April 18, 2006 7 Comments
From a security standpoint, I should have unique usernames and passwords for 40+ services. Think about all of the services you’ve used that/those good password(s) on—the last.fm, myspace, facebook, itunes, xanga, livejournal, gmail, hotmail, aim, msn, icq, yahoo im, all of the forums you may be a part of, del.icio.us, blogger… oh and if you’re of the techie persuasion… your active directory password, your shell passwords, your ftp passwords, your email accounts, the databases, mailing lists, gallery installs… the list can go on forever. Most of us aren’t oblivious enough to write the passwords down—or worse, create a text file with a list of our accounts/urls and passwords… let’s face it:
By using a fixed set of passwords that do not fluctuate, we have created a gaping bottleneck which could serve as a gateway to a complete identity breach.
I’m sure as hell not smart enough to remember a strong unique password for each service that requires a username/password set. If you’re that smart, you should be reading books about String Theory or a writing really complex musical piece. Unique Strong passwords are a nightmare to manage! Any way you slice it, even if you have a ‘password convention’ you still aren’t being as secure if you had completely independent passwords.
Enter password management software. Enter Defygo.

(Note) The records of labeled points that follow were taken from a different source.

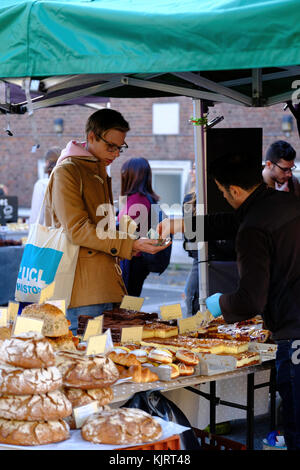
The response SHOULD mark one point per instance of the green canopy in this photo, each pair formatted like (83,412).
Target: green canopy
(242,51)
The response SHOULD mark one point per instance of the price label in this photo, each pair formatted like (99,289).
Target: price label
(47,293)
(93,328)
(25,324)
(3,316)
(187,325)
(81,413)
(132,303)
(96,345)
(132,334)
(171,312)
(13,309)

Defygo is software designed to make your security easier to obtain. The software’s name is a play on the Latin word for security. It’s been pretty awesome watching this piece be developed. The staff at e-liberty has been hard at work on this project for a while.

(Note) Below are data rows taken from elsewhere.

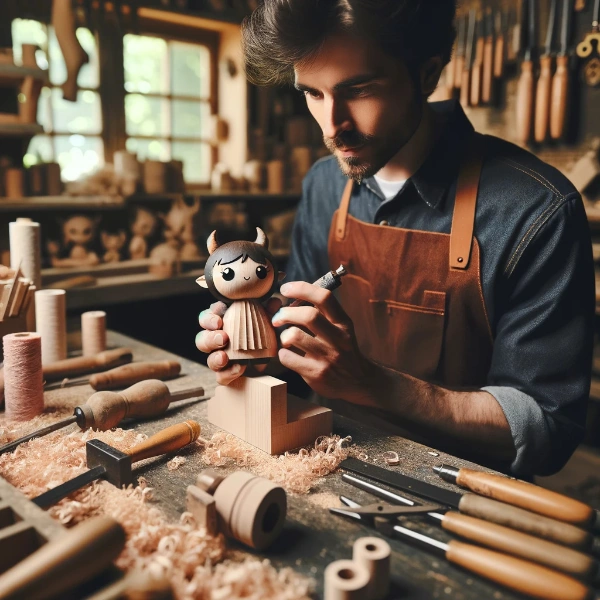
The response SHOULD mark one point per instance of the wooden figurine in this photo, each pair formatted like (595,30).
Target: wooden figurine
(257,410)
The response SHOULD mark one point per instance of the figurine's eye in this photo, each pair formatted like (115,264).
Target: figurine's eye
(228,274)
(261,272)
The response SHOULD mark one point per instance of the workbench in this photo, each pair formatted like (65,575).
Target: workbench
(312,537)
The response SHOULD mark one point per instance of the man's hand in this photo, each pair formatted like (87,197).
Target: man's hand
(213,339)
(331,364)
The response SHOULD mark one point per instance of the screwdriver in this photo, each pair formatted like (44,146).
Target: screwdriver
(105,410)
(124,375)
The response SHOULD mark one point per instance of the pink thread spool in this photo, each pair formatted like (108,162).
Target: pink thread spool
(23,377)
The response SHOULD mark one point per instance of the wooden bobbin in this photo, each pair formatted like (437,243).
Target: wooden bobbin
(346,580)
(250,509)
(374,554)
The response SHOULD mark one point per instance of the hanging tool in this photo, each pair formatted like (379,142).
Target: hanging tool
(544,84)
(525,495)
(65,562)
(478,506)
(514,573)
(498,537)
(111,464)
(525,88)
(124,376)
(560,81)
(105,410)
(488,57)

The feature of Defygo I use the most is a roaming identity management. It’s a password vault that is web based. The obvious question here is “should I trust it?”—let’s just say if there is a compromise of their technology it could be considered a miracle in my eyes. Other features include email encryption, file encryption, and a secure buddy listed messaging program (cryptograms).
A little more on Defygo’s security…All data is all transferred over SSL—- everything is encrypted. I was lucky enough to get to see their master database from phpMyAdmin and it looked like I was staring at The Matrix. I could go on more about how secure this program is, but I honestly do not understand all of the security behind it. If you’re a security guru, Defygo’s Tech Specs should appease your needs.
So…if you’re not a super genius and you value your digital identity, give Defygo a try.
Oh, and for the developers out there: The Frontend is done in VB.NET (maybe this will make Scoble happy) and the backend operates on PHP/MySQL (which makes me very happy).